Nous étions heureux !

Un témoignage de Arlette FRADET,
né(e) le 1 juillet 1927
Mémoire recueillie à

J’ai commencé à travailler à l’âge de seize ans, en Algérie. Mon père était le maire du village où nous vivions, donc je suis rentré à la Mairie, en attendant d’avoir l’âge pour pouvoir travaillé au PTT car je ne pouvais pas avant dix huit ans.


Lorsque j’ai eu mon certificat à quatorze ans, je ne pouvais pas travailler à cause de mon âge, donc je me suis mis à aider les gens autour de moi, je tricotais, j’apprenais la cuisine, car ma mère ne m’avais pas apprit tout ça, elle préférait tout faire toute seul car elle trouvait que je ne faisais jamais les choses bien. C’est surtout ma cousine qui m’as apprit beaucoup de choses, la broderie, la couture, le tricot… elle me considérait comme sa fille ainée.


C’est après tout ce temps que je suis rentrée à la Mairie ou j’étais à l’état civil, où je m’occupais par exemple du recensement, le secrétaire de la Mairie était aussi le prêtre du village. A cette époque j’ai appris à taper à la machine à écrire, puis j’ai pris des cours de dactylographie et de sténographie.


Lorsque je me suis marié en 1952 (mon mari venait du village d’à côté) j’ai arrêté de travailler à la Mairie pour l’aider dans son commerce ; il s’occupait de moudre les céréales des Algériens pour les galettes. De temps en temps nous échangions notre commerce avec celui du père de mon mari, qui lui s’occupait aussi de céréale, qu’il faisait moudre pour les vendre aux laitiers. C’était un travail saisonnier (d’octobre à mars), à la fin mars, nous retournions au commerce de mon mari. Cette période a duré six ans. Mon beau-père à l’époque était malade, il devait donc souvent aller en Métropole pour ses cures, pendant ce temps, moi je restais au commerce de mon mari avec les ouvriers, et mon mari s’occupait du commerce de son père.

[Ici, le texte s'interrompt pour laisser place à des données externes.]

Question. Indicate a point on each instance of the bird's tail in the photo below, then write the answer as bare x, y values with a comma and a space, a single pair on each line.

Seulement, lorsqu’il y a eu la Guerre d’Algérie, mon mari a été un des premiers à devoir laisser son commerce, il a pendant un moment gardé la ferme d’un de ses amis, puis à son retour, il a demandé une place dans l’administration, à la SNCF et au PTT. La SNCF l’a embauché comme grutier, il soulevait les transporteurs qui arrivaient la nuit (il préférait travailler la nuit car il faisait plus frais).
A l’époque nous ne trouvions pas de logement, et vu que nous n’avions pas d’enfant, nous n’étions pas prioritaires, nous avons donc emménagé dans un logement arabe, sans fenêtres ou nous avions la chance d’avoir de la fraîcheur même en été.


En suivant, j’ai trouvé du travail à la sous préfecture, grâce à ma formation de dactylographie et de sténographie. Le sous-préfet à l’époque m’a proposé un logement, mais comme je suis quelqu’un qui n’aime ni s’imposer ni demander, j’ai laissé filer l’occasion et c’est une jeune fille de seize ans qui l’a eu. Mine de rien, nous étions heureux car à l’époque on se contentait de peu.

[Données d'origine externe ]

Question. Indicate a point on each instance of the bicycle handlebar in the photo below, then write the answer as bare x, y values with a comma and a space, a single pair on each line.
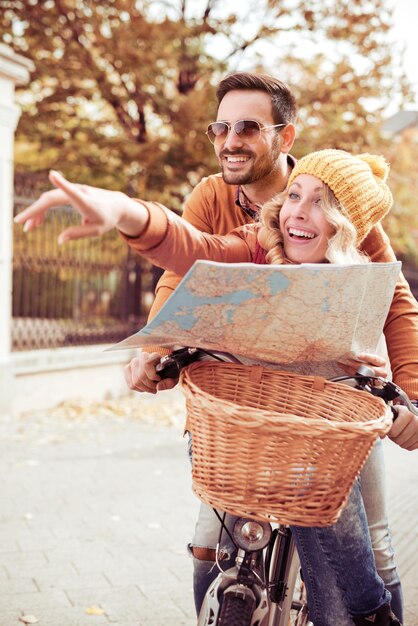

Et puis il a fallu tout laisser et partir en Métropole en 1963. Mon mari a continué à travailler pour la SNCF et moi j’ai commencé à travailler à l’AFT (association de formation des transports) anciennement le comité de liaison des transports et de la manutention.
Lorsque je suis arrivé, c’était une association modeste, à but non lucratif, qui travaillait avec plusieurs ministères : l’éducation nationale, les transports…


J’ai fait plusieurs postes : la formation des jeunes, le cercle d’étude…


J’y ai travaillé vingt ans : de 1963 à 1983… à la fin c’était une très grosse structure, l’association avait pour siège un château. Nous dispensions des formations au niveau national, et même dans les DOM-TOM !


Puis on m’a proposé une retraite solidarité à cinquante cinq ans, que j’ai accepté car à l’époque j’avais quelques complications suite à un choc psychologique, j’ai donc pu prendre du temps pour me remettre sur pied et m’occuper de moi.